Nieuwe vorm beëindiging arbeidsovereenkomst

Onder de WWZ is er een nieuwe vorm van beëindiging arbeidsovereenkomst bijgekomen: opzegging ‘met instemming van de werknemer’. Dat wil zeggen dat, indien de werknemer schriftelijk instemt met de opzegging van de arbeidsovereenkomst, de werkgever deze, zonder vooraf toestemming van UWV, voortaan rechtsgeldig kan opzeggen.

Dat lijkt hetzelfde als het ontslag met wederzijds goedvinden, maar juridisch zijn het twee verschillende ontslagroutes. Bij een ontslag met wederzijds goedvinden is sprake van een tweezijdige rechtshandeling. Dat wil zeggen dat werkgever en werknemer elkaar nodig hebben om de overeenkomst te sluiten.

Bij een opzegging met instemming van de werknemer is er sprake van twee elkaar opvolgende eenzijdige rechtshandelingen; eerst de instemming met de opzegging en daarna de opzegging zelf.

Volgens de regering zal de opzegging met instemming van de werknemer niet gunstiger of ongunstiger zijn dan het ontslag met wederzijds goedvinden. Maar, er zijn wel verschillen:

Voor opzegging met instemming van de werknemer is een redelijke ontslaggrond nodig (zie hieronder) én de werknemer heeft aanspraak op de transitievergoeding (bij een dienstverband van tenminste 24 maanden)
Voor ontslag met wederzijds goedvinden is geen redelijke ontslaggrond nodig én de werknemer heeft geen aanspraak op de transitievergoeding.
Toch zal de regering waarschijnlijk in de praktijk wel gelijk krijgen. Immers, in een vaststellingsovereenkomst zal worden verwezen naar een van de redelijke ontslaggronden (zie hieronder). Daarnaast zal een werknemer niet akkoord gaan met deze ontslagroute als hem niet een (redelijke) ontslagvergoeding/ transitievergoeding wordt aangeboden.

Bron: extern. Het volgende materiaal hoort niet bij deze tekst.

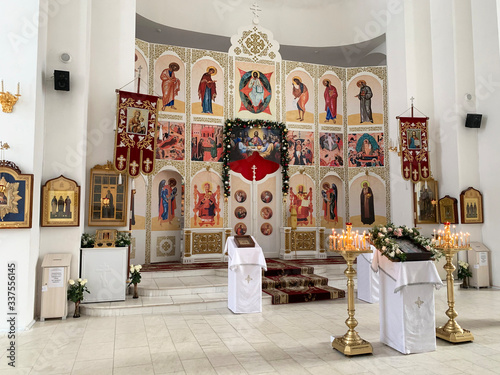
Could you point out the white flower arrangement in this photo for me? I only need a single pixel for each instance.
(383, 238)
(76, 289)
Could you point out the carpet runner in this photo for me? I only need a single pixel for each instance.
(290, 282)
(178, 266)
(287, 281)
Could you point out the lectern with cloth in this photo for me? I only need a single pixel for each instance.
(407, 320)
(245, 277)
(368, 280)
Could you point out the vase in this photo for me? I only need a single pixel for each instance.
(77, 310)
(136, 294)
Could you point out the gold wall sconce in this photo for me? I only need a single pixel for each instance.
(8, 100)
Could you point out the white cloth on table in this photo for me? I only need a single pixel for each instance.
(368, 280)
(244, 255)
(245, 277)
(407, 314)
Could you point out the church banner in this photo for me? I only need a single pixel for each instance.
(414, 144)
(135, 133)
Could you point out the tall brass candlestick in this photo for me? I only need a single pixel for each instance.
(451, 331)
(351, 343)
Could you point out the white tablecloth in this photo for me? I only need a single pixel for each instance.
(368, 280)
(407, 320)
(245, 277)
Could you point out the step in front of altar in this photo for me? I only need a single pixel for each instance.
(194, 290)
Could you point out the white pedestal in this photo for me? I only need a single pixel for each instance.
(368, 280)
(245, 277)
(407, 320)
(106, 271)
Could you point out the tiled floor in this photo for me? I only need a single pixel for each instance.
(284, 339)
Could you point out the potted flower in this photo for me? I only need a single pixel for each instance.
(135, 277)
(75, 293)
(464, 273)
(87, 240)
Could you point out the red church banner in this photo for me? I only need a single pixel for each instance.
(414, 145)
(135, 133)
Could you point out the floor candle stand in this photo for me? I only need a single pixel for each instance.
(450, 244)
(350, 245)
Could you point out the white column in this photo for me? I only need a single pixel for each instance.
(485, 28)
(23, 57)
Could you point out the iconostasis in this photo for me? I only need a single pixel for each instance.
(336, 121)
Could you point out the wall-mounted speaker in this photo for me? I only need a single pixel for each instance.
(473, 120)
(61, 80)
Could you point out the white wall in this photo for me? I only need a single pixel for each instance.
(48, 130)
(23, 58)
(487, 72)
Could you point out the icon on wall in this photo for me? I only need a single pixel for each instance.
(266, 229)
(240, 212)
(266, 213)
(240, 229)
(266, 196)
(240, 196)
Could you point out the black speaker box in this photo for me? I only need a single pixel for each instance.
(61, 80)
(473, 120)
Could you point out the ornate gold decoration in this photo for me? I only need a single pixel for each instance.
(165, 246)
(449, 245)
(207, 243)
(303, 241)
(321, 240)
(255, 43)
(8, 100)
(351, 343)
(288, 240)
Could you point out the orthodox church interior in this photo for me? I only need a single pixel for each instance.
(231, 180)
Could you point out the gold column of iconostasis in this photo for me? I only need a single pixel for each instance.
(336, 120)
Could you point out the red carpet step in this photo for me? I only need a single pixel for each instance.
(294, 281)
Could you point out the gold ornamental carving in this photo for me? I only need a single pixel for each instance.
(303, 241)
(207, 243)
(165, 246)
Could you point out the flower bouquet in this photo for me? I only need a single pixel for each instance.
(75, 293)
(385, 238)
(135, 277)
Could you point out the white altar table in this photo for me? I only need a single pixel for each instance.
(245, 277)
(368, 280)
(407, 319)
(106, 270)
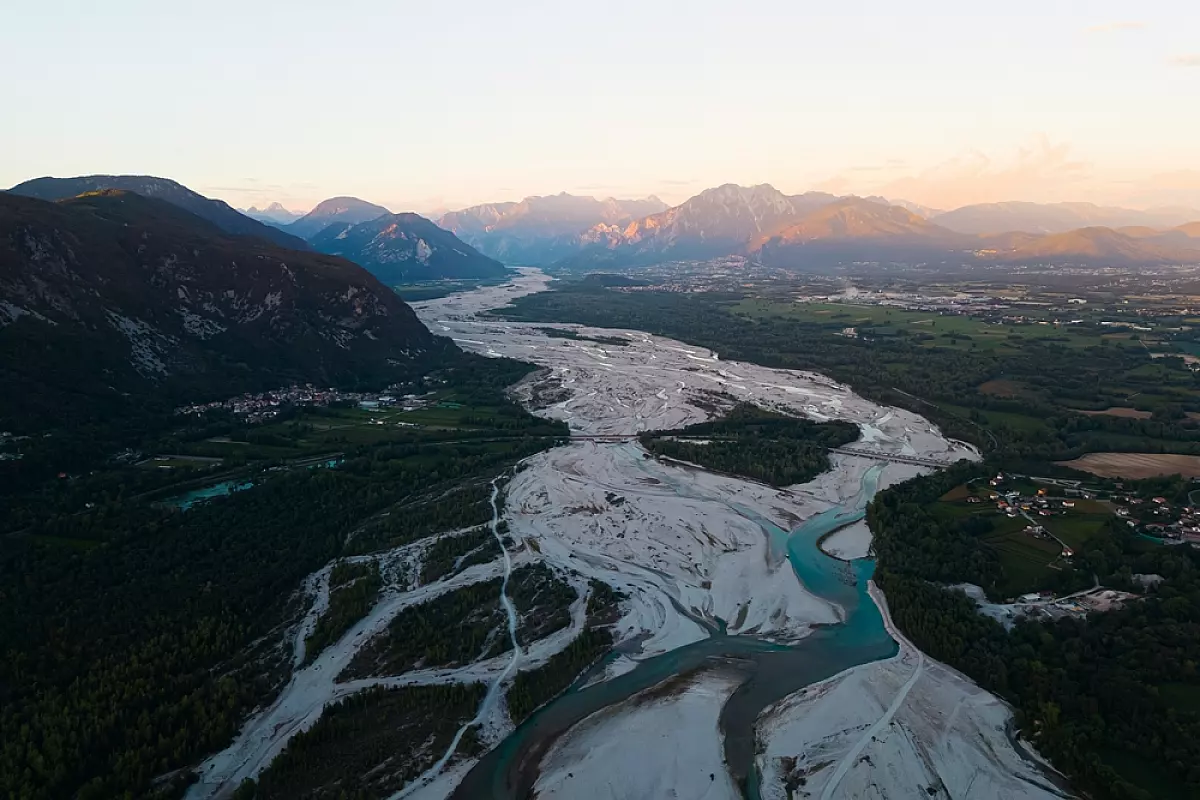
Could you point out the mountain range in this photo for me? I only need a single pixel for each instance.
(1055, 217)
(540, 230)
(403, 247)
(113, 299)
(817, 229)
(273, 215)
(335, 210)
(215, 211)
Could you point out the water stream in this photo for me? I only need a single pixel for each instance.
(772, 671)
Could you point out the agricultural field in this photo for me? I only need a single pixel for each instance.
(957, 331)
(1135, 465)
(1027, 561)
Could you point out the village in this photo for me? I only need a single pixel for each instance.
(267, 405)
(1045, 523)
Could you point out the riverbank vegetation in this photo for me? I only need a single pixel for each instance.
(183, 612)
(757, 444)
(1019, 395)
(1109, 698)
(467, 625)
(534, 687)
(353, 590)
(371, 744)
(451, 554)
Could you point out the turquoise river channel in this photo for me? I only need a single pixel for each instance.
(772, 671)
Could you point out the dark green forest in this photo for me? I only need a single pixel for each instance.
(1113, 699)
(534, 687)
(931, 376)
(467, 624)
(757, 444)
(126, 625)
(371, 744)
(353, 590)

Schema Ontslagroutes en Redelijke ontslaggronden vanaf 1 juli 2015

Onder het huidige recht is het ontslagmotief van de werkgever niet bepalend voor de keuze van de ontslagroute. De wet WWZ veranderd dat. Vanaf 1 juli 2015 mag de werkgever dus niet langer zelf kiezen maar wordt het navolgende schema van ontslagmotieven bepalend voor de keuze van ontslagroute:

1) Toestemming (ontslagvergunning) van het UWV (of een bij CAO ingestelde ontslagcommissie) is vereist bij de volgende gronden voor ontslag:

a) Vervallen van de arbeidsplaats wegens bedrijfseconomische omstandigheden

b) Langdurige arbeidsongeschiktheid

2) Ontbinding door de kantonrechter wordt de aangewezen route voor een ontslag op de volgende gronden;

a) Regelmatig ziekteverzuim

b) Disfunctioneren

c) Verwijtbaar handelen of nalaten van de werknemer

d) Werkweigering op grond van een ernstig gewetensbezwaar

e) Verstoorde arbeidsverhouding

f) Andere omstandigheden die maken dat van de werkgever redelijkerwijze niet kan wordt verlangd de arbeidsovereenkomst te laten voortduren (zoals detentie van de werknemer of het ontbreken van een tewerkstellingsvergunning)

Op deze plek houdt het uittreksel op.